Turno de noche (Niño soldado)
Sabados. Samstage waren die dunkelsten Tage. Pepito, erinnerst du dich noch an diese Samstage? Wenn in der televisión spanische Abendunterhaltung lief und du dich diesen Bildern hingabst? Als wenn es überdecken konnte was sich im Wohnzimmer abspielte. Du lächelnd von den Darbietungen, während el hombre auf dich niederprasselte. Die Bilder der Flimmerkiste verdrängen sollten, während er dich in die Ecke drängte.
Lo siento.
Wie lange warst du im Glauben es gehöre dazu wie Paella an Sonntagen. Domingos, die zweitschlimmsten Tage. Hast du dich damals auf den gelben Reis und die Meeresfrüchte gestürzt, so sehr hast du es geliebt.

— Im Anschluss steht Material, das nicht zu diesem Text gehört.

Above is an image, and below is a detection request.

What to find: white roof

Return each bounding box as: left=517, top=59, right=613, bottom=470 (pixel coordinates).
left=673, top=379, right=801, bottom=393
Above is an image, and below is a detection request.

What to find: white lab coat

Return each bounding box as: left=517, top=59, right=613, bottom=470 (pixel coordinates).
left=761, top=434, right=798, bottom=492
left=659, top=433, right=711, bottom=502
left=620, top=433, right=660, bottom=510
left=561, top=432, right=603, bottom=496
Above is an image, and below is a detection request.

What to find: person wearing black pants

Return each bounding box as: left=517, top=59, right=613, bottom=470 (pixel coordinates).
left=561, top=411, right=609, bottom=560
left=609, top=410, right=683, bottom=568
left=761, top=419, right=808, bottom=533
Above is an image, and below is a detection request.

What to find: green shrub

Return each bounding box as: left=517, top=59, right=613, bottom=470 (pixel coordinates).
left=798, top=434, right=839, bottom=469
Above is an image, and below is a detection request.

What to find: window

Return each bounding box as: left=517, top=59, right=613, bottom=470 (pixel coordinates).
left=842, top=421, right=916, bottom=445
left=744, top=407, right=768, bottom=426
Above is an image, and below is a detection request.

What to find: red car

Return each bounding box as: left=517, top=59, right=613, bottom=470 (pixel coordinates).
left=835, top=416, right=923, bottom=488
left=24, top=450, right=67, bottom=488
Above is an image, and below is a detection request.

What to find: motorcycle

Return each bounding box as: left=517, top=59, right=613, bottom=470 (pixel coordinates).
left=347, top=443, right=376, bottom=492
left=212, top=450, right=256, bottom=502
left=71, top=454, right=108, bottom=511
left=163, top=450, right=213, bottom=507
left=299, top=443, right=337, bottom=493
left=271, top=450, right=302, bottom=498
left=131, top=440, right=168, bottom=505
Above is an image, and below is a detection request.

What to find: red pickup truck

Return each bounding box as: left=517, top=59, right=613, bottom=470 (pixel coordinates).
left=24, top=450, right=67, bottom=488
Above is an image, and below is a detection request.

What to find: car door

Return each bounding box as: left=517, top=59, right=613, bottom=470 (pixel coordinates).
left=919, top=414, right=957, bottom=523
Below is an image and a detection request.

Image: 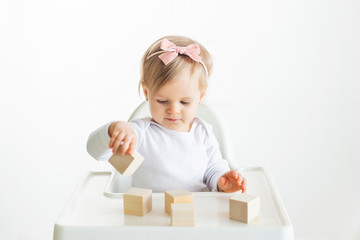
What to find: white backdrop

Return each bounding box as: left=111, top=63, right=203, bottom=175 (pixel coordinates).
left=0, top=0, right=360, bottom=240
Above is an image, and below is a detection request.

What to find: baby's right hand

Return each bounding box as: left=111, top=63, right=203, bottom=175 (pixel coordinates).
left=108, top=121, right=137, bottom=155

Die Verwirrung, weil el hombre die Teller durch die Gegend warf und es dich traf, obwohl du dankbar für das Essen warst.
Lunes hasta viernes. Montag bis Freitag. Wenn la mujer turno de noche, Nachtschicht, hatte. Das waren die schlimmsten Wochen. Dieses Gefühl, ausgeliefert zu sein. Und wie oft war der Wolf da und riss dich, nicht nur dich. Dieser Geruch der dir bis heute nicht aus der Nase geht, cerveza und pitillos.
Lo siento.
Pepe, du warst niño soldado. Mit deinen 4 Jahren, ihm gerade einmal bis zur Hüfte reichend, an der Türschwelle gestanden und dich für immer verabschiedet. 3 Stunden planlose Flucht und doch bereuend, weil du la mujer nicht alleine lassen konntest. Und du ihr das Versprechen gabst, du würdest es eines Tages beenden. 4 Jahre Pepe, warst du mutig.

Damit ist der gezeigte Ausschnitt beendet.